Teve o presépio no século XVIII o seu período áureo, quer nos de concepção artística, quer nos de carácter popular. Podem-se ainda hoje admirar os belos presépios da Igreja da Madre de Deus, da Sé de Lisboa, da Basílica da Estrela e tantos outros que, felizmente, ainda existem nos museus, conventos, capelas ou colecções particulares.
Foi Lisboa o maior laboratório das melhores obras de arte, do género, tendo sido Machado de Castro, António Ferreira, Manuel Machado Teixeira e Barros Laborão, entre tantos outros, os grandes artistas que, com o seu génio, modelaram em barro essas belas figuras, que foram dar vida aos presépios. E, como já falámos de presépios concebidos por grandes estatuários, vamos agora dizer alguma coisa sobre os que foram criados pelo povo, que, em grande parte, é o artista máximo.
Em todos as vilas e aldeias do nosso querido Portugal, ainda os há — e que belos, dentro da sua ingenuidade, modelados por essa gente simples, mas de alma nobre e bela, que sabe ter sempre dentro do coração o seu Menino Jesus.
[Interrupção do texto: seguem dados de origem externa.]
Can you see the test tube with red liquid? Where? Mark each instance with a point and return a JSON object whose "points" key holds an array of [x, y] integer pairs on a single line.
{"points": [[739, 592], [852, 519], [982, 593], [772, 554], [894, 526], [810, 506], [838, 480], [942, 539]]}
Como já vimos, o presépio é uma demonstração de fé e amor por Aquele Que é a vida de todos e de tudo; e, por tal, devemos e queremos que em cada lar exista o seu presépio para que, em família, todos adoremos, irmanados na mesma alegria, o Redentor, dando-Lhe graças e louvores. E, para que assim seja, aqui tens, bom amigo, este livrinho com algumas sugestões, para que tu e os teus possais construir, por vós próprios, o presépio que, feito por ti, será decerto mais belo, por fazer parte da tua vida e da dos bens.
Com os exemplos que te damos e com o teu engenho, poderás construí-lo a teu modo, dando-lhe a arrumação que a tua imaginação criadora te pedir. Tudo que faz parte da tua vida, da tua aldeia, ou da tua vila poderá servir para a resolução do mesmo.
Tens tempo e também não te falta engenho. Portanto, mãos a obra, para que no teu Natal possas reunir, em volta dele, todos os que te são queridos, alegrando o nascimento do Menino Deus, rezando e cantando em seu louvor. Deves reservar para o teu presépio o melhor recanto da tua casa, dando-lhe assim o lugar de honra onde todos caibam, para cantarem as "Janeiras", essas tão lindas trovas de sabor tão popular que não se devem perder. Já pensaste que alegria terão os teus filhos ao contemplarem o presépio que tu construíste e em que eles alegremente colaboraram? Tens uma casa pequena e, portanto, pouco espaço para armares o teu presépio? Eis uma solução que ainda te dará mais beleza e movimento: — podes construí-lo, em planos sucessivos, isto é, dispondo as figuras em vários montes e tens assim o problema do espaço resolvido. Põe todos a trabalhar, uns recortando, outros modelando; outros pintando e ainda outros em busca do musgo, das piteiras, da cortiça e dos martuços e verás que tudo se fará e que o teu presépio ficará o mais lindo que tens visto.